Interview questions [1]
Question 1
Data Engineer Hiring Project
Build a simple analytics platform for a Fake Insurance company using the Kaggle dataset Agency Performance Model. This platform has two components: An ETL or Data Pipelines and an API.
Minimum Requirements
Build a Data Pipeline/ETL process that takes the CSVs as input and saves into a database at a detailed level while also calculating summarized views. These summarized views could follow star schema or any other that you think will allow for easy querying using different pivots/dimensions. The Data Pipeline can be manually triggered by running a script (include instructions of how to do it!) or automated somehow.
Build an API (REST or GraphQL) that provides:
Detailed information using different parameters (like agency, month, year, state, etc)
Summarized information using different parameters (like agency, month, year, state, etc)
An XLS, XLSX or CSV report with Premium info by Agency and Product Line using date range as parameters
The Data Pipeline/ETL process and also the logic for generating the report must be done using Pandas
Deployment to AWS
ETL/Data Pipeline Flow
Tech Stack Requirements
The following are requirements on the tech stack. This stack demonstrates mastery of tools our team favors:
Server-Side Development: Python 2.7+ or 3.5+ and Pandas for the API and report
Server Framework: Django, Flask or SimpleHTTPServer
Make sure that your instructions for accessing or otherwise running your code are extremely clear.
Bonus points
We know people may have jobs or other important things to do, leaving them little time available to complete our project. The above are the minimum requirements. Any of the following could make you stand out from the crowd by showing you current proficiency with other skills and tools:
Integration or Unit tests (at least one of those). You can use pytest or unittest
Authentication so that only authorized users can query the API
Tests with good test coverage
Documented code and that follows pep8 and The Zen of Python
API documentation
Using docker for deployment
Using other AWS stack components relevant for Data Engineering (Lambdas, S3, DynamoDb, Cognito, etc.)
Using any CI service like Travis, Shippable, Circle CI, etc. for running the tests
Including some predictive analysis like forecasting or categorization as part of the API
Incremental ETL that only processes and loads new records
Build a web app that consumes the API (we use Vue.js and Knockout)
Show some charts, tables, dashboards
Let users run reports with different input parameters and date ranges from there
Guidelines
We're looking for someone who can work independently and is curious and self-motivated. One major goal of this project is to see how you fill in ambiguities creatively. There is no such thing as a perfect project here, just interpretations of the instructions above, so be creative in your approach.
Deliverables
In order to move your application forward, deliverables will include:
A deployed version of your project, on AWS.

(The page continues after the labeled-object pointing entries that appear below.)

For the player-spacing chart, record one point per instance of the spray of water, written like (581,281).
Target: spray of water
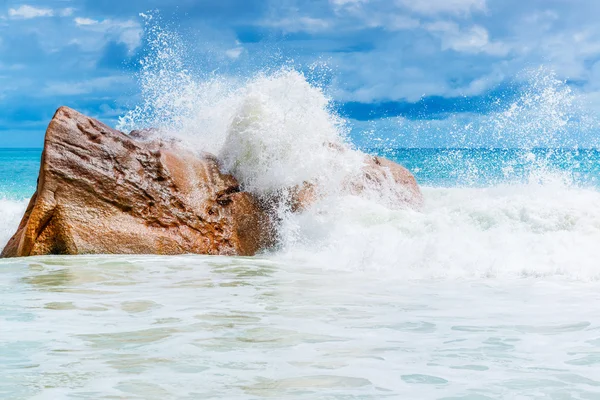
(274,130)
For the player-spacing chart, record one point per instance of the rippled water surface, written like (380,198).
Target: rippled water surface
(217,327)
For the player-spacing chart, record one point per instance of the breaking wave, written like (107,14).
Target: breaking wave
(269,130)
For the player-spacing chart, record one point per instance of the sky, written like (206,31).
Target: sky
(399,66)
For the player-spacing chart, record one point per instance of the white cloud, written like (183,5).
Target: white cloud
(471,40)
(28,12)
(84,87)
(66,12)
(299,24)
(433,7)
(128,32)
(235,52)
(348,4)
(85,21)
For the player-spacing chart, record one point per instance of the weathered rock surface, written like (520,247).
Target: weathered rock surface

A GitHub repo containing your project. Your repo must contain these two items:
A detailed README that explains your approach and deployment method
Your code solution to this test
Adding of these items to your resume's cover letter:
The link to the GitHub repo that lists this project
The link to the deployed version of your project
Uploading of your resume with cover letter in PDF or DOCX format by clicking this link.